IRELAND - The Labour Court has issued a recommendation for the Bank of Ireland to re-open its DB scheme to include employees that were hired after October 1 2006.

Until a deal on the bank's pension arrangements has been reached, new staff members should be given a once-off option to join the DB scheme which the bank closed in October, the court suggested. It also recommended further negotiations between the bank and the unions over the next three months.

Both the unions and the bank have agreed to participate in these talks. But the bank only wants to decide on whether or not to implement the court recommendation after this new negotiation process. The unions, on the other hand, want the DB scheme to be opened straight away.

This dispute puts new fuel into the fiery debate over the Bank of Ireland's pension arrangements. The bank closed its DB scheme to new members last year in an effort to make pension arrangements more affordable.

The bank's offer of a DB/DC hybrid scheme has been rejected by the unions as an inadequate cash balance arrangement which would only provide 30-40% of the salary at retirement, according to national Amicus officer Jerry Shanahan.

A Bank of Ireland spokeswoman stressed that the new pension arrangements were more generous than those of main competitors in the Irish market.
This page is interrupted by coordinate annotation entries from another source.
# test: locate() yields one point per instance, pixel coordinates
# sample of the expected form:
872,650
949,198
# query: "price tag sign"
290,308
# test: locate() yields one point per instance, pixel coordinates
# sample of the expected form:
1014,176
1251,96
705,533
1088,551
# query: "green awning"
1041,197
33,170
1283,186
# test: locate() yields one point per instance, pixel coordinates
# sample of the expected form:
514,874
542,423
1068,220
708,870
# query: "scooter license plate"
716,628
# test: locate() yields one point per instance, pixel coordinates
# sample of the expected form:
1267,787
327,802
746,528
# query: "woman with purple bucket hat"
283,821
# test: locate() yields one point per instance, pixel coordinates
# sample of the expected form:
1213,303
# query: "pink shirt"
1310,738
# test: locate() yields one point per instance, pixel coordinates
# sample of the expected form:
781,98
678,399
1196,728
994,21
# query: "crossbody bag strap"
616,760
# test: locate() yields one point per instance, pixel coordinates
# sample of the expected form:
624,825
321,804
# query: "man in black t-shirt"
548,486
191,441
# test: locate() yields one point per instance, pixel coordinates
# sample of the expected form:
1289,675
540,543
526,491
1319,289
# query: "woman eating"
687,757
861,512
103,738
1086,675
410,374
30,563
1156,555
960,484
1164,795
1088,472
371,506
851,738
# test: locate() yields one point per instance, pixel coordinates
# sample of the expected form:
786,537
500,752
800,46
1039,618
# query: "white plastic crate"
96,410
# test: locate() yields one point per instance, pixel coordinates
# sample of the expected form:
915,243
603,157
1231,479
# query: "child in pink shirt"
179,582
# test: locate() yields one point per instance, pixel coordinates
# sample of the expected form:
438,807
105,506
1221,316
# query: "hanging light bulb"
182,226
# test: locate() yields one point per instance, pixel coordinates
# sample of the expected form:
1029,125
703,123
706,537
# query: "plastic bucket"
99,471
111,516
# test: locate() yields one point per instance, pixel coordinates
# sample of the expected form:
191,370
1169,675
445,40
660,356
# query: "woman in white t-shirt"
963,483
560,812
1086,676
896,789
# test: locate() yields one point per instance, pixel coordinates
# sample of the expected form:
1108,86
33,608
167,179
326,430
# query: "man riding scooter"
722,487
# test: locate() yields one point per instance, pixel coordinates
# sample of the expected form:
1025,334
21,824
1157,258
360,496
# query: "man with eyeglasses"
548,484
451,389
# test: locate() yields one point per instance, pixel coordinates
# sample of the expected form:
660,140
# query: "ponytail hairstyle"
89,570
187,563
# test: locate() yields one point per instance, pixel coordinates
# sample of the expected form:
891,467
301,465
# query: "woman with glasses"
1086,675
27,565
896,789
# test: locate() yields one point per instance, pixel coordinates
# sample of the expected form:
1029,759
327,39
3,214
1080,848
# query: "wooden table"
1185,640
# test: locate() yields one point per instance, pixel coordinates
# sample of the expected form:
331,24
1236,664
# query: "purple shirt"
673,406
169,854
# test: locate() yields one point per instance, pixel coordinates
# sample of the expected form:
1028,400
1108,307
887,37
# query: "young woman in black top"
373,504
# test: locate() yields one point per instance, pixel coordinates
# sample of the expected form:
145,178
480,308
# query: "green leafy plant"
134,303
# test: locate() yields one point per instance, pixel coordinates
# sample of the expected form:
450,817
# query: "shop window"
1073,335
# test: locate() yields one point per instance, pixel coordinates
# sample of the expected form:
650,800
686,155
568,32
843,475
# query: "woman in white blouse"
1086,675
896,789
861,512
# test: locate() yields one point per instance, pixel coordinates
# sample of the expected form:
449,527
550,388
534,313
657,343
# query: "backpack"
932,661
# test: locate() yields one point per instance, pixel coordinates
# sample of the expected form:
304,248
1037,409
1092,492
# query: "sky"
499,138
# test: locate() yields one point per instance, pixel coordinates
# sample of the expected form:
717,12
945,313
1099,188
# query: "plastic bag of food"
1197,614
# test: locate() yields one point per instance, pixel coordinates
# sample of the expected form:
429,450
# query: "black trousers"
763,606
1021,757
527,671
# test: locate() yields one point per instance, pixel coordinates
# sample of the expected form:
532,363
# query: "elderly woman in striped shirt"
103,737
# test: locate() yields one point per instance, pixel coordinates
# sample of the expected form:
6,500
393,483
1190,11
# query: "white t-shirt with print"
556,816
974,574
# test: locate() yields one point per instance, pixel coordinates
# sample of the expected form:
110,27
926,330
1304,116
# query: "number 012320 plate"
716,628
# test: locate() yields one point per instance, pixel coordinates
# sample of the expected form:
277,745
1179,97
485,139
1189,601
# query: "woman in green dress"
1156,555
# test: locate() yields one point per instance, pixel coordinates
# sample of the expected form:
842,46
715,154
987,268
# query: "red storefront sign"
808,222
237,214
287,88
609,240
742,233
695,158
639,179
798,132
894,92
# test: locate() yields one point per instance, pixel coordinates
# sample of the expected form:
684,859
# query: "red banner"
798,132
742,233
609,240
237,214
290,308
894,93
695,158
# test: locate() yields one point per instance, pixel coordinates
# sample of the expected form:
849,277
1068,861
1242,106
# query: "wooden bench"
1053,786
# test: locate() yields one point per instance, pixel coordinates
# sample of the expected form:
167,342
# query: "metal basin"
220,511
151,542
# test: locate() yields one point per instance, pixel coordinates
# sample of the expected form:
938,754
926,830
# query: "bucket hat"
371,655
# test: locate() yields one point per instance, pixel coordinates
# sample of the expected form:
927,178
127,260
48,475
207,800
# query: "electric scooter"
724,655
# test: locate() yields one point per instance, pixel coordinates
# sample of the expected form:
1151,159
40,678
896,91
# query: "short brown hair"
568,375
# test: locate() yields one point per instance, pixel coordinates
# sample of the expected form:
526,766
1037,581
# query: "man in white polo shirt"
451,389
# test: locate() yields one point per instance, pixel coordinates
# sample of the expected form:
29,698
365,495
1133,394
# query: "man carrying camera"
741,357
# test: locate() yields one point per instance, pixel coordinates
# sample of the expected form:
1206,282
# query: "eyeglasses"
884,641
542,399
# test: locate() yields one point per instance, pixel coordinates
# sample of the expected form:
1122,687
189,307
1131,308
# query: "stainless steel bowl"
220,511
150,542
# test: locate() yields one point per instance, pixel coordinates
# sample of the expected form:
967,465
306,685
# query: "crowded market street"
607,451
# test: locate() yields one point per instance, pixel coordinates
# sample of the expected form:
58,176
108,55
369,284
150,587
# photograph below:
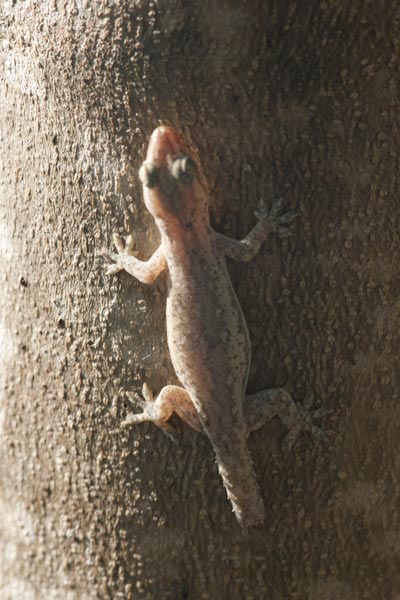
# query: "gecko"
207,335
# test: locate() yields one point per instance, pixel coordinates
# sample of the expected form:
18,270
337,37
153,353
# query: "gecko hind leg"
171,398
263,406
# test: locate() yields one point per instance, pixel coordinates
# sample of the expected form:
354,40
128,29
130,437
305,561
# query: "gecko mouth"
182,169
149,174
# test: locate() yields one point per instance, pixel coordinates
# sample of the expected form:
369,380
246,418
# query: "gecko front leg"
172,398
144,271
269,221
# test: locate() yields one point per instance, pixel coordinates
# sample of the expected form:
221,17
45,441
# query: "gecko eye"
149,174
183,169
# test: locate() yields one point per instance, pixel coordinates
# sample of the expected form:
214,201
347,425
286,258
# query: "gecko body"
207,334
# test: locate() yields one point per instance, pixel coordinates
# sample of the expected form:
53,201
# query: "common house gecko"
207,334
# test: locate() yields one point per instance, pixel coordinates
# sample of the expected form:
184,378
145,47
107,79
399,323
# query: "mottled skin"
207,335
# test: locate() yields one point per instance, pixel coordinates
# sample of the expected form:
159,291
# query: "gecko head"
172,186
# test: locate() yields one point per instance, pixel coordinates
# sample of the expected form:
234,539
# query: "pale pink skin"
208,338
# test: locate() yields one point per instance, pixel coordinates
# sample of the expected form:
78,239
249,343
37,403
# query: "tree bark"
293,99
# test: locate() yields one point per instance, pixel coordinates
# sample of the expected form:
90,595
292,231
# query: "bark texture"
278,98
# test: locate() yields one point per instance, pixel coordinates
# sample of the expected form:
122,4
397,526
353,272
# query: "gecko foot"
125,247
305,422
152,411
278,224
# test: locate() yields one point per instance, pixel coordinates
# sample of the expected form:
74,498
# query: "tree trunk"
293,99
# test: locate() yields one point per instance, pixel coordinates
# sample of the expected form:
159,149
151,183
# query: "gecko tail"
237,472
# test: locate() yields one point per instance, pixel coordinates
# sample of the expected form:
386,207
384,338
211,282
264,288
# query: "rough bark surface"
279,98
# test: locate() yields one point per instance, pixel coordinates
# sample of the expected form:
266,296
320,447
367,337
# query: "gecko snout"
149,174
183,169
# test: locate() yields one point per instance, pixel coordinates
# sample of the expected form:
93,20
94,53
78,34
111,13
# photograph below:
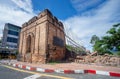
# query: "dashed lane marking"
54,76
33,76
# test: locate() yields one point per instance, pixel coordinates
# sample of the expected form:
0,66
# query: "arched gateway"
42,39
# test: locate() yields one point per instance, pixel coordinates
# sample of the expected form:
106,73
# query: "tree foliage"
109,42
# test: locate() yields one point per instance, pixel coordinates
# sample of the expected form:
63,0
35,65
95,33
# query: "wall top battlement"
42,14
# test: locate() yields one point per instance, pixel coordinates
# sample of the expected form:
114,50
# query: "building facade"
10,41
42,39
11,36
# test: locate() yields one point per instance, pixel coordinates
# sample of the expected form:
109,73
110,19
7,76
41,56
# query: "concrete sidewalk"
66,68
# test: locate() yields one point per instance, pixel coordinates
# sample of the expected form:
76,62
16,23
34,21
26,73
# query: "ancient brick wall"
40,39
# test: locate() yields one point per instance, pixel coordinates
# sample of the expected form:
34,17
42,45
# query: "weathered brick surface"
36,39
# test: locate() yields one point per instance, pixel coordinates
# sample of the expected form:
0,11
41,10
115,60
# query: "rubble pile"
107,60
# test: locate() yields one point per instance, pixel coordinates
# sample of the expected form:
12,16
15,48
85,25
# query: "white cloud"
12,12
83,5
24,4
97,21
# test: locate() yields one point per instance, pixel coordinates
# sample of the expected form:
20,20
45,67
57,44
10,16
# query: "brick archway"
30,41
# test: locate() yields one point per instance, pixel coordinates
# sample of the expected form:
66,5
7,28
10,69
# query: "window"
13,33
58,41
10,39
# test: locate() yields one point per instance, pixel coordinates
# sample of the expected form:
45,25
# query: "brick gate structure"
42,39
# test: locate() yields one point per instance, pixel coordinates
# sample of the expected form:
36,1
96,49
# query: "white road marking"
33,76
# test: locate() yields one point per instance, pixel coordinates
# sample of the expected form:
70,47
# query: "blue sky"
81,18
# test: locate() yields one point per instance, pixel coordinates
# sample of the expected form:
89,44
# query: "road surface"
7,72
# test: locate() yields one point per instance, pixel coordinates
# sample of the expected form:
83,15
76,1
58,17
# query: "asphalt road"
7,72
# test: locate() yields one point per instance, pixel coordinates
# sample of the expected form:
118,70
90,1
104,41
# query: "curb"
89,71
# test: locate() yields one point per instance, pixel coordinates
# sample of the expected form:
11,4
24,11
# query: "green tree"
107,43
94,39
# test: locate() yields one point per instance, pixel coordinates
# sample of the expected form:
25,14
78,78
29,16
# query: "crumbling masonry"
42,39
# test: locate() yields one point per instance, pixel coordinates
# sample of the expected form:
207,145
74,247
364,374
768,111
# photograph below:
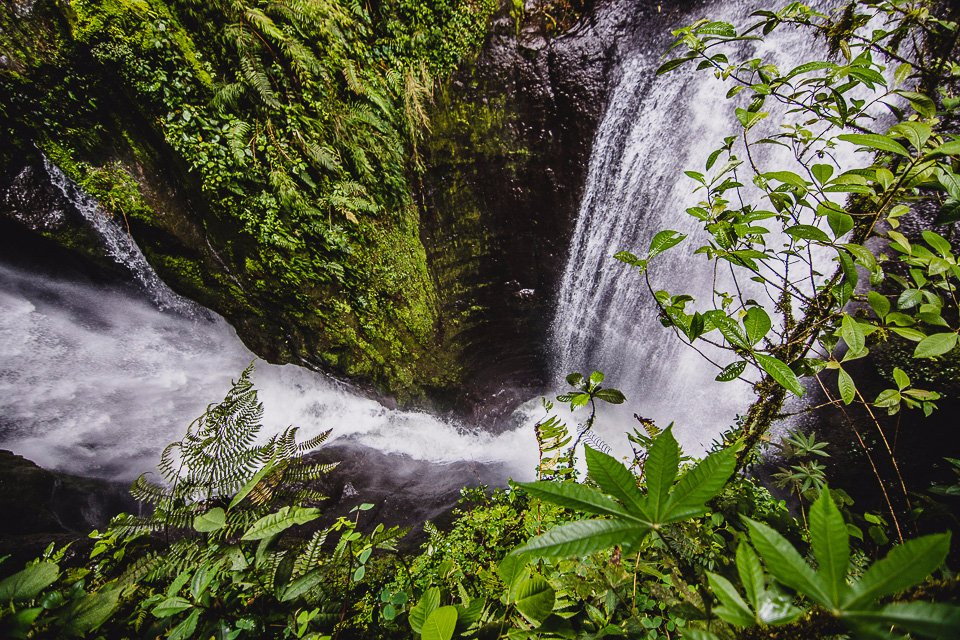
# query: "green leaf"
875,141
852,333
91,611
808,232
440,624
931,619
419,613
250,484
935,345
280,521
757,323
831,545
583,537
171,607
534,598
780,372
848,390
785,563
659,471
212,520
917,133
574,496
840,222
732,371
822,172
733,609
906,565
700,484
921,103
664,240
751,573
27,584
938,242
613,396
879,303
615,479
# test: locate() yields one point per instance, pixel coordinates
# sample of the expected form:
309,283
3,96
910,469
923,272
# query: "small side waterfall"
96,379
117,243
653,130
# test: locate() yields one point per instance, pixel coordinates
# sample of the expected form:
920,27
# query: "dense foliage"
665,545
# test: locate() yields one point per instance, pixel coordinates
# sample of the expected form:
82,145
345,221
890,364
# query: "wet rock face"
42,506
506,166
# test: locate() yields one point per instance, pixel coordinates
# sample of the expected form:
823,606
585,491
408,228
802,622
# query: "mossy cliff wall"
291,171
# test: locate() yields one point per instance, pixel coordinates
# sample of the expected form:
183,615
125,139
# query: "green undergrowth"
289,134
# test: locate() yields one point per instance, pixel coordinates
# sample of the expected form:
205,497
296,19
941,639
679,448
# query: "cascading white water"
653,130
96,379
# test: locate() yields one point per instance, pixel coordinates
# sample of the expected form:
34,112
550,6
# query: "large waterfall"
96,378
653,130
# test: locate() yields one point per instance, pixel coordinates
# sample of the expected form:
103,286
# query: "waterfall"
118,243
653,130
97,378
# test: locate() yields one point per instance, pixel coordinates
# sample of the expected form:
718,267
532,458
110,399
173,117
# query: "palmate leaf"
785,563
615,479
583,537
700,484
660,470
831,546
906,565
575,496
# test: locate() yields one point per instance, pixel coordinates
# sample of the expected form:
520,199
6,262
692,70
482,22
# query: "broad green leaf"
301,585
664,240
757,323
831,545
852,333
822,172
186,628
534,598
938,242
91,611
582,537
27,584
875,141
923,104
906,565
787,177
615,479
728,327
931,619
280,521
574,496
935,345
250,484
659,472
780,372
751,573
700,484
879,303
440,624
848,390
613,396
808,232
732,371
733,609
171,607
784,562
212,520
419,613
917,133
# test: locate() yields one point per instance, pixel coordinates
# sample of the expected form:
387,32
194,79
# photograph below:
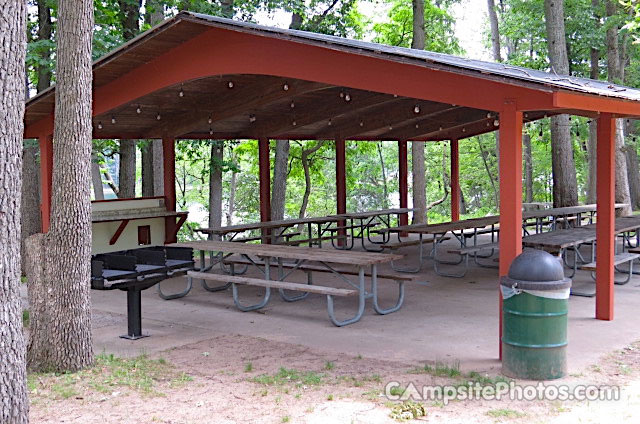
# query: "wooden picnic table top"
297,221
349,257
267,225
370,214
561,239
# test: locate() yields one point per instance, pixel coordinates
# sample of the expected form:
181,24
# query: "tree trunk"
633,171
215,184
615,74
129,19
279,187
158,167
96,179
68,245
528,168
417,41
305,158
147,169
565,185
127,170
14,405
232,195
418,183
44,33
495,32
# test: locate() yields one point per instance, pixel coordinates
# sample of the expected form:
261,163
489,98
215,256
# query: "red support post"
265,179
605,224
510,191
403,178
46,180
455,181
169,176
341,186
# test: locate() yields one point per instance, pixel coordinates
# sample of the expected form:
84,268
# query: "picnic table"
309,260
330,227
558,242
468,230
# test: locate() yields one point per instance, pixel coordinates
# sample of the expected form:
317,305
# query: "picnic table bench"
264,257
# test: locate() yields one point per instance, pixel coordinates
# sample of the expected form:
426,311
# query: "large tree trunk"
14,405
528,169
68,245
565,185
96,179
495,32
127,169
129,17
418,183
615,74
594,73
279,187
215,184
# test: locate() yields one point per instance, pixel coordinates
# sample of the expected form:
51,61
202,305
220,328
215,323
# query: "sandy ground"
349,390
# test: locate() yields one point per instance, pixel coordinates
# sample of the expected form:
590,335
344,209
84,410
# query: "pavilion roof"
316,115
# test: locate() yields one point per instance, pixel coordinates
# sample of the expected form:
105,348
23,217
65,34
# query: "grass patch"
408,410
109,374
290,376
505,413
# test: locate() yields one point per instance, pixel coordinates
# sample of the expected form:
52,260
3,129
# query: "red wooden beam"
605,225
169,176
510,191
46,179
455,180
341,186
265,179
403,177
119,230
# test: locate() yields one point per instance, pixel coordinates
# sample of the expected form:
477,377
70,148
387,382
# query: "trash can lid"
536,270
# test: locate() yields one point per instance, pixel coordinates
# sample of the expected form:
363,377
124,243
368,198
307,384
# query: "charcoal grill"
136,270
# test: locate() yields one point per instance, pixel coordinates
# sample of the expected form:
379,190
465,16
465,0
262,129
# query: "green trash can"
535,304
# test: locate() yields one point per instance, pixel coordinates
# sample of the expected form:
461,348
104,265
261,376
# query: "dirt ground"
241,379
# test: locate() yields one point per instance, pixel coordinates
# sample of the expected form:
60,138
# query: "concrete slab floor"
443,319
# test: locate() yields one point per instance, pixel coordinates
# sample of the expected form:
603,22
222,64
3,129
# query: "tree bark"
44,33
633,170
127,169
495,32
528,168
279,187
14,405
68,245
418,183
615,74
215,184
565,184
96,179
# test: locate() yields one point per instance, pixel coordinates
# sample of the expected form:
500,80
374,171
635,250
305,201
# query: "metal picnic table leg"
421,260
374,291
267,291
361,303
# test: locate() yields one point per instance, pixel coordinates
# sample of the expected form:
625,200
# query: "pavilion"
197,76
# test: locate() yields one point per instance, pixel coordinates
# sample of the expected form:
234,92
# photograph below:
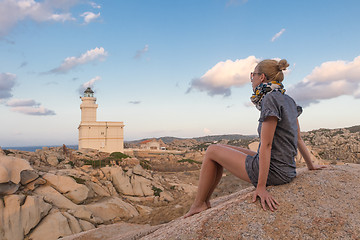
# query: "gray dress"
284,145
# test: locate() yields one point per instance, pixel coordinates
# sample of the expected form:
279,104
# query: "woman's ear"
262,77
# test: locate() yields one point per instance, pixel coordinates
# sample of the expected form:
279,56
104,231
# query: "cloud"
28,106
72,62
95,5
89,84
332,79
21,103
89,17
7,82
141,52
23,64
135,102
277,35
14,11
33,110
235,2
224,75
207,131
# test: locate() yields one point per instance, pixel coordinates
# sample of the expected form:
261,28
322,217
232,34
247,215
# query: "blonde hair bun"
283,64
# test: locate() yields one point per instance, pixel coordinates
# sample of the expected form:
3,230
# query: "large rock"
52,196
11,167
73,223
20,214
8,188
98,189
52,159
32,211
68,186
315,205
11,215
112,208
28,176
53,226
121,181
141,186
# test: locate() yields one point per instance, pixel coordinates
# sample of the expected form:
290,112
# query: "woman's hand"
265,196
317,167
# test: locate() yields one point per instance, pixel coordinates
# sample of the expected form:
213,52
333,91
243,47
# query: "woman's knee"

Shanahan hopes that in the upcoming negotiations an agreement can be reached "on a formula which can deal with the concerns we have in relation to the provision of DB schemes for new entrants.

He pointed out that satisfactory agreements have already been reached with companies like Royal and Sun Alliance, Allianz, Irish Life & Permanent TSB and EBS Building Society. "If these arrangements are taken into consideration, it will be possible to come to an agreement," he told IPE.